In the process of answering the above question, Matt indicated that Google takes “a 100, or even a 1,000 search results, and then with those we just sort them in order what we think the trade off of relevancy versus reputation. So we want something that is very relevant, but also as reputable as we can find.” To understand just what he means by “relevancy” and “reputation,” let’s explore deeper these two terms, and how Google defines them.


On the Google Enterprise site they state, “We feel relevancy is one of the most important factors that influence our users’ experience.” So just how do they define relevancy? Well, it becomes a tricky process in trying to understand just how their algorithm works. But we can get some general ideas of what makes a web page relevant. In Google’s Webmaster Tools general guidelines one of the first points they emphasize is, “Provide high-quality content on your pages, especially your homepage. This is the single most important thing to do. If your pages contain useful information, their content will attract many visitors and entice webmasters to link to your site.” They go on further to say, “In creating a helpful, information-rich site, write pages that clearly and accurately describe your topic. Think about the words users would type to find your pages and include those words on your site.”

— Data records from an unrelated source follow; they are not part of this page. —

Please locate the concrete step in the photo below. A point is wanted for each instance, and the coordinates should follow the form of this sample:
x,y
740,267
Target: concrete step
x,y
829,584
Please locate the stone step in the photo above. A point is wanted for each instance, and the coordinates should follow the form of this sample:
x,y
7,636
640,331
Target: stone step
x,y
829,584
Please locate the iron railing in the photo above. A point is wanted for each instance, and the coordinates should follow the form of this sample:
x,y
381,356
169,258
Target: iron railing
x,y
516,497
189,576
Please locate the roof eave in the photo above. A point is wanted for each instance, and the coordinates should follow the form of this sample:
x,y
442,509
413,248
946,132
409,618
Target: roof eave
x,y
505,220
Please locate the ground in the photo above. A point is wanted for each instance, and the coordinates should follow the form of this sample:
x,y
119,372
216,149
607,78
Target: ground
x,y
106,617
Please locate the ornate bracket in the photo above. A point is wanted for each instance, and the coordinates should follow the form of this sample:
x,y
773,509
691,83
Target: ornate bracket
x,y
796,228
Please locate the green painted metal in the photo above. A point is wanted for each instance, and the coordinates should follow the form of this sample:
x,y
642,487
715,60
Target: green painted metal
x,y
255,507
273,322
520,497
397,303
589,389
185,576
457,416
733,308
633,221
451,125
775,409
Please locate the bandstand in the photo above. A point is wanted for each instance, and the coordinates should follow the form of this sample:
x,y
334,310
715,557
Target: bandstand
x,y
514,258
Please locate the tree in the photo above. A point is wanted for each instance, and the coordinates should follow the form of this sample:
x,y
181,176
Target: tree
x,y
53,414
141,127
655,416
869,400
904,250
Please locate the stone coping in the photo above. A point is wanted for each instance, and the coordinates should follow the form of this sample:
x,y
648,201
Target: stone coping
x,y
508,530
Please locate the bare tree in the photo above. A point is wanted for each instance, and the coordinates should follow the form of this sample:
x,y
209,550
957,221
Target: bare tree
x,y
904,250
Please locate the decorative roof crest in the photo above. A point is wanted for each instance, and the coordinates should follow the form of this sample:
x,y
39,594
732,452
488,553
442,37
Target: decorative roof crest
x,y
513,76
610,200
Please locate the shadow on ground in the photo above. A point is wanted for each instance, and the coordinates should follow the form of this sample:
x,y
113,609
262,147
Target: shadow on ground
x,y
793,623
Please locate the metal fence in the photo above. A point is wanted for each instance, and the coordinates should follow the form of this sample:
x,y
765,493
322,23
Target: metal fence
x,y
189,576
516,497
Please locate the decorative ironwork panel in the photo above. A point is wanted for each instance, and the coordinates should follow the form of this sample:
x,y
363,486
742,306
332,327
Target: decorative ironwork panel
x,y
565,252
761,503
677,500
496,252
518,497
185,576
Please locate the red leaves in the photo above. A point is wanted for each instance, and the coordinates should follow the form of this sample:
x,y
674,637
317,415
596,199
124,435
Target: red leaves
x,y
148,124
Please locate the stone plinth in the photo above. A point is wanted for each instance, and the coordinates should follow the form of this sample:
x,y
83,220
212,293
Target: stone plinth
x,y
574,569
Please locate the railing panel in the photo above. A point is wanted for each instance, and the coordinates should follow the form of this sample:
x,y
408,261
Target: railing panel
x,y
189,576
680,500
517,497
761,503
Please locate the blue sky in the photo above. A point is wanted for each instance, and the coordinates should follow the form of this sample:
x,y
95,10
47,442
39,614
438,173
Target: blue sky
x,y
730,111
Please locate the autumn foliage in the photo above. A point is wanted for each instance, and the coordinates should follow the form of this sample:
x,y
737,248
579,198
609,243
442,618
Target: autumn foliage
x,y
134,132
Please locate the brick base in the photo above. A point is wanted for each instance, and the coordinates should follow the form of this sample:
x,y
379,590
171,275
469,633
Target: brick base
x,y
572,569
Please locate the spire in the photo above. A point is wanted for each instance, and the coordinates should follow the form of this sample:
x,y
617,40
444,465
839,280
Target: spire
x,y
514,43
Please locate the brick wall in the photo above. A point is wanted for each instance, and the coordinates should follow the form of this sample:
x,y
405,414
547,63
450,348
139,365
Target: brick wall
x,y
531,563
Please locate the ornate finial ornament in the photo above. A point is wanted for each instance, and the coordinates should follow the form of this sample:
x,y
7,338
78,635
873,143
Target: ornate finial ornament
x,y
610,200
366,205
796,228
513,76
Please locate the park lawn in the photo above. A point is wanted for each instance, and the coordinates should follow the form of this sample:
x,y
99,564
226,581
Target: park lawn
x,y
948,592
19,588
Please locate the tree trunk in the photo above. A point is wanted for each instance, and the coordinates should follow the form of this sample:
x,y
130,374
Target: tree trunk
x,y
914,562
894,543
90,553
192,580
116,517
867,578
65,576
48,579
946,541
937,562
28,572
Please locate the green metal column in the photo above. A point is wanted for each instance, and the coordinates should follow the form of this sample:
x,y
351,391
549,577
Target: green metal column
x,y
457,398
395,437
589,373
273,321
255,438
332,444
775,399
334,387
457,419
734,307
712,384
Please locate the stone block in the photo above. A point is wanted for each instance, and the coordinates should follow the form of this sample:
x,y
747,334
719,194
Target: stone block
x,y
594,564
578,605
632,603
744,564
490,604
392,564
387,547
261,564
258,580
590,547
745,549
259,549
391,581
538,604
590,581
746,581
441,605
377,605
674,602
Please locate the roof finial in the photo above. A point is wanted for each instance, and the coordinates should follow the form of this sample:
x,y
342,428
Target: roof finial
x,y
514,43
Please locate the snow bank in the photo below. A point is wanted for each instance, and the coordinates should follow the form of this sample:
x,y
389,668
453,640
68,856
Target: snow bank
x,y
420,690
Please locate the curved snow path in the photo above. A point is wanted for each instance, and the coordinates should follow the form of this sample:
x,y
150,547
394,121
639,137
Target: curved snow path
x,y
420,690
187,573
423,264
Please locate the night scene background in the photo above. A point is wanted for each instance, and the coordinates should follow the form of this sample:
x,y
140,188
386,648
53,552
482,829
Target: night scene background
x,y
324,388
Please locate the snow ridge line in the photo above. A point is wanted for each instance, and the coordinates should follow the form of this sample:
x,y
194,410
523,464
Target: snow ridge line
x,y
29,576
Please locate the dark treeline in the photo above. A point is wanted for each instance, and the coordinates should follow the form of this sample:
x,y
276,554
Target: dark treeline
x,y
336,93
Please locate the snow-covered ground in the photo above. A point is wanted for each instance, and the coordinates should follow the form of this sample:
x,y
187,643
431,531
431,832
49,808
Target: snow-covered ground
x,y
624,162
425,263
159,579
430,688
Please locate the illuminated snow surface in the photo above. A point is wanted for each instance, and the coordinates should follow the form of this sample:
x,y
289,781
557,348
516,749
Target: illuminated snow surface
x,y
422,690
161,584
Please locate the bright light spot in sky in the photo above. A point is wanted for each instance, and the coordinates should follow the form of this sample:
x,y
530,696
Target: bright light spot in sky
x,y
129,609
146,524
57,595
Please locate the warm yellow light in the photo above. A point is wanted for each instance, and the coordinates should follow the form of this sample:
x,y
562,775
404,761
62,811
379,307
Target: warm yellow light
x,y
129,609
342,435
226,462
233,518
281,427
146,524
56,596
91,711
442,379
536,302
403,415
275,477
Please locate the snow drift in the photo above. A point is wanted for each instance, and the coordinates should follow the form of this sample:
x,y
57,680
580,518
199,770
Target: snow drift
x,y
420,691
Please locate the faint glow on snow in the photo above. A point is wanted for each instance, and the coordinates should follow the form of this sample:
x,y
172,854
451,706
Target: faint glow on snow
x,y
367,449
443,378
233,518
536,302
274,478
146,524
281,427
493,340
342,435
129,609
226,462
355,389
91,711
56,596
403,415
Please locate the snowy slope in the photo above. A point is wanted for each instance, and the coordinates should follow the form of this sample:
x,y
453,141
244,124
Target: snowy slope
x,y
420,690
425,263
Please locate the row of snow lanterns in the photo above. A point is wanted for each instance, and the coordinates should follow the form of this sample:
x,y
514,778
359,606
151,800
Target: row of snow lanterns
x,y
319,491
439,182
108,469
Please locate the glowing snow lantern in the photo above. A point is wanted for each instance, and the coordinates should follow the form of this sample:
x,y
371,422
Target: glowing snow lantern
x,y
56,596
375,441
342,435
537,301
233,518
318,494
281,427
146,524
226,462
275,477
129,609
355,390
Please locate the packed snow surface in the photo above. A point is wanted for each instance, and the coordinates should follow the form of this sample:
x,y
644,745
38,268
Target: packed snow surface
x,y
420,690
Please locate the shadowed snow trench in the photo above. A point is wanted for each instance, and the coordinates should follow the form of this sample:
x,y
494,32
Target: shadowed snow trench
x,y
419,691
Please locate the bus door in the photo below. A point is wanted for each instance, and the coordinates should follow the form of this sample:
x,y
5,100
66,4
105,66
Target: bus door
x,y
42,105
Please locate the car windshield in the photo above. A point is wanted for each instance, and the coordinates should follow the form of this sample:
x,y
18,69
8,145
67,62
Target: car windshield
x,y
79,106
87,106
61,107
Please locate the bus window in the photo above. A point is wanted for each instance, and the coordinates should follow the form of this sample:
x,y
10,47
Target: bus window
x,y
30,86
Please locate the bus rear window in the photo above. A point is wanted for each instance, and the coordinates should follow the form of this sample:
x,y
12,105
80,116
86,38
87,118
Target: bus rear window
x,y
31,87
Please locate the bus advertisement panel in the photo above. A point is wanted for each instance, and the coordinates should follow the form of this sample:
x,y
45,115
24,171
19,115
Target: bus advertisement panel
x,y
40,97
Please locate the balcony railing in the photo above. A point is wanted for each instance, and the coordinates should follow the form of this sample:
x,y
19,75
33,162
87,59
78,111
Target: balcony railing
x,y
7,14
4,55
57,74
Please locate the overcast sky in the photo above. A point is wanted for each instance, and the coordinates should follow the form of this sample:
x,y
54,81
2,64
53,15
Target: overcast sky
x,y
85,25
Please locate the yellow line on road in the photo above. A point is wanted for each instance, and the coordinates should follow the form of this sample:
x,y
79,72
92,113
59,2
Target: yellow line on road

A prime example of a website doing this is If you go to their site and click down to a product, like a “fixed ball mount” hitch, you’ll find a lot of helpful information that gives you all that you would need to make a buying decision. There are videos on how to pick and install the right hitch for your vehicle, a question and answer section, photos and tons of reviews about the product. Do a search in Google for a “fixed ball mount hitch” and you’ll see that they rank number 1, as well as occupy 3 other natural ranking positions with their videos. We can certainly borrow a page out of their playbook for relevancy.


A reputable site is one that has good, authoritative backlinks pointing to it. The reputable individual pages of a web site are determined by the internal link structure. Google, in their Webmaster Central Blog states, “By looking at the links between pages, we can get a sense of which pages are reputable and important, and thus more likely to be relevant to our users. So linking structure, both outside and inside are important aspects of building reputation. Another part of building reputation is through citations on social channels, blogs, directories and industry-related sites. A citation is any reference to your business name. A citation can be in the form of a business listing in a directory, a blog article, a press release or even a comment on a web page or forum. Basically, Google feels if a lot of people are talking about a particular brand or brand product, it is important to the searcher.

So focusing on these two main points that Matt Cutts mentioned in his video will help to improve the ranking and traffic of your web pages.